I would suggest two mauler fiends. I ran a list with two mauler fiends and two units of five nurgle spawn, and it was awesome. I had all my infantry in rhinos and some bikes and I moved flat out on turn 1 with pretty much everything. I got in his face and overwhelmed him with all of my guys. The thing I would stress, though, is that mauler fiends shouldn't be your only CC. They move fast and can easily get ahead of the rest of your army, so you have to have a list that will keep pace with them or else they will die before they get near the enemy with no followup to make the death worthwhile. 

As far as Forge fiends are concerned, they are ok, but they cost the same as two helbrutes if you pay for an upgrade, and i would rather have two helbrutes. That being said, they have their uses, but they only have BS 3, so the autocannons dont really attract me, whereas the ectoplasma cannons can be very deadly against any army with infantry. Forge fiends aren't bad, but they arent great. They are a middle of the pack kind of unit. They are fun and will scare your opponent, but they are by no means the best thing we have.

Final say, since I like cc, i would go mauler, but they are both fun and they are both useful for different things.


----------



## Uveron (Jun 11, 2011)

neferhet said:


> I've successfully used Dust Tactics models for my forgefiends: with some spiky bits and a good paint and modding they become an hek of a daemon engine


I do like them alot, But I do own a GW kit.. so its conversion time.. (I think the 'Neck" is going and with green stuff I will make the center whole on the carapace look more demonic.. or something to that effect)


----------



## Uveron (Jun 11, 2011)

Stonetwig said:


> I would suggest two mauler fiends.


Yep, and that's become the big thing... with one kit I think the Forgefiend will be better used. In a few months I will pick-up another two and make a pair of Mauler Fiends, I will try and build them at the same time to make them 'look' like a pair (rather than clones).


----------



## loki619 (Mar 28, 2013)

i trying to make mine look like a dino dreadnought standin on 2 legs just wondering on weather to have both lashers and hades on it or try to make the mauler fiend arms with wrist mounted hades


----------



## Nordicus (May 3, 2013)

How can you not like the Forgefiend model? I don't understand! :shok:










I mean look at it! It's awesome!


----------



## Gret79 (May 11, 2012)

Take Malefic deamonology. Hope to roll ‘summon herald’ and cursed earth.
Summon herald with 30pts of wargear (ie - The Grimoire)
Cast cursed earth, grimoire the forgefiend and have a 2++ demon engine.
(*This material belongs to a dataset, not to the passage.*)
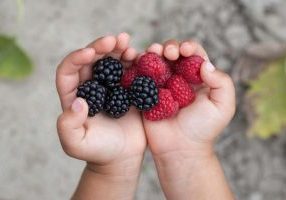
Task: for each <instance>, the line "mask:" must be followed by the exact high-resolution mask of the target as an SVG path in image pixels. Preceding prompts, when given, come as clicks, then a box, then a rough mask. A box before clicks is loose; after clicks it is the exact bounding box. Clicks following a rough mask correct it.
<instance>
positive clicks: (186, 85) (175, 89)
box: [166, 75, 195, 108]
Cause AV12 walkers in a meta with drop podding melta can be a bit flimsy
I only have one problem with this – my forgefiend can’t hit for shit. So even with a 2++ it did nothing…
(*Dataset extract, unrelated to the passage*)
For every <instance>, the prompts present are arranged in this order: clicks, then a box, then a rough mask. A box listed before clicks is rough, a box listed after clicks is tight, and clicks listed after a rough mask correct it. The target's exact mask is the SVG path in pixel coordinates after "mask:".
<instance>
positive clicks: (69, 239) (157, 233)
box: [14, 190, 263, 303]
I prefer to take a maulerfiend and just run at people - A daylight charge over a minefield is THE perfect tactic!


----------



## Optimus (Dec 26, 2014)

I like the model when its done as a Forgefiend, not so keen on the Maulerfiend with the Lasher Tendrils as a model, tho that's just me and personal taste.


----------



## Chaos40kAD (Apr 25, 2009)

I like the model a lot, both builds. That being said I like my shooty heavies in both CSM and daemon books. I have three soul grinder's, and I think an allied detachment with a forgefiend would be super annoying and troll. The range kind of blows sure, but I like plasma on any walker. 

-Brett


----------